Game description
Kokuga is a slow-moving, free-scrolling top-down shooter where players are placed in control of a futuristic "compact mobile tank" known as Kokuga. The Kokuga is suspended on four "legs" and features a single turret capable of rotating 360 degrees using the shoulder buttons.
Each stage has the player move through destroying other mechanical, tank-like, turret-like, and robotic enemies. Most stages end with massive and varied boss battles. Stages are separated into segments with large gates at the dividers--destroying all enemies before destroying the divider resorts in bonus shield repairs. Destroying the gate without defeating all the enemies in that section merely results in all enemies therein being annihilated.
Kokuga differentiates itself from most other shooters in a variety of ways. Rather than collecting power-ups, players already have 20 "cards" to utilize. Of these 20 attack and support cards, four are randomly displayed on the touch-screen at a time and offer a variety of abilities, from an offensive laser ring around the player, to homing shots, to shield restoration and damage repairs. Players cannot cycle through the cards, and in order to get new ones, at least one current card must be used. In this way, the game offers an unusual strategy element to the shooter gameplay--careful and planned use of power-up cards over simply powering up as much as possible as soon as possible.

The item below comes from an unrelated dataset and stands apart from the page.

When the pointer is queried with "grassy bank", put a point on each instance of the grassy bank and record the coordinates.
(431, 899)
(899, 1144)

Also different is the level set-up. There are three "final" stages at the corners of a triangular grid which make up the final stages. The stages themselves are laid out somewhat like a keyboard labeled with letters A~L, and a player may start at any stage. However, continuing through the game requires a player to select an adjacent stage from the completed first.
A final "game ending" stage can only be played once an adjacent stage has been completed. In this way, players may play for as long or as short as they wish. With games encompassing several stages, or just a couple. This longer game option even allows players to replay a completed stage--but it will automatically be at a higher difficulty. In this way, a player's game could be as short as two stages (a regular and a final) or as long as 37 (all regular three times, and one final).

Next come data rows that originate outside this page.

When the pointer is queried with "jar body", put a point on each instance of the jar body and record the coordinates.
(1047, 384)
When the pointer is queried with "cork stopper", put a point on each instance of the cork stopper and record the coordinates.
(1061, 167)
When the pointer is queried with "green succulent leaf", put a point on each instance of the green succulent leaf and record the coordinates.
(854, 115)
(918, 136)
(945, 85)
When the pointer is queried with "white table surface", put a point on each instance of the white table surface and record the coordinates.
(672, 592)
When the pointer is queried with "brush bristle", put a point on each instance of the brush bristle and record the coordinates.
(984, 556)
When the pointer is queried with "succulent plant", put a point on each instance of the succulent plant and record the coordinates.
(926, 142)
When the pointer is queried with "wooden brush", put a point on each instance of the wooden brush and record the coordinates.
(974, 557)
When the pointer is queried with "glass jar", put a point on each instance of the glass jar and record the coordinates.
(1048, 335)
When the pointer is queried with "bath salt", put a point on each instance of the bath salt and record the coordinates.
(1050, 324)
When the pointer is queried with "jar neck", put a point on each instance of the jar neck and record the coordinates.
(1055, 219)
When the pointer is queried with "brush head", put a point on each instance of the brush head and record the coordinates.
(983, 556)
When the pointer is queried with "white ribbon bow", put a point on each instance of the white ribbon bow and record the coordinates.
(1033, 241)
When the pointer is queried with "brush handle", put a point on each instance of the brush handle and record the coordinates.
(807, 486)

In a vain similar to the dark, nigh-genocidal story behind titles like Ikaruga, the story here is a bleak melodrama focused on ethnic rivalries and the incomprehensible nature of humans. The similarity is likely due to the game sharing the same director (Hiroshi Iuchi) as Ikaruga. No actual countries are named, rather, they are listed by letters with "Country A" and "Country I." The story is played out in largely text-based cut-scenes with dark background imagery. The text itself carries a militaristic flavor to it, further adding to the melodrama of the story.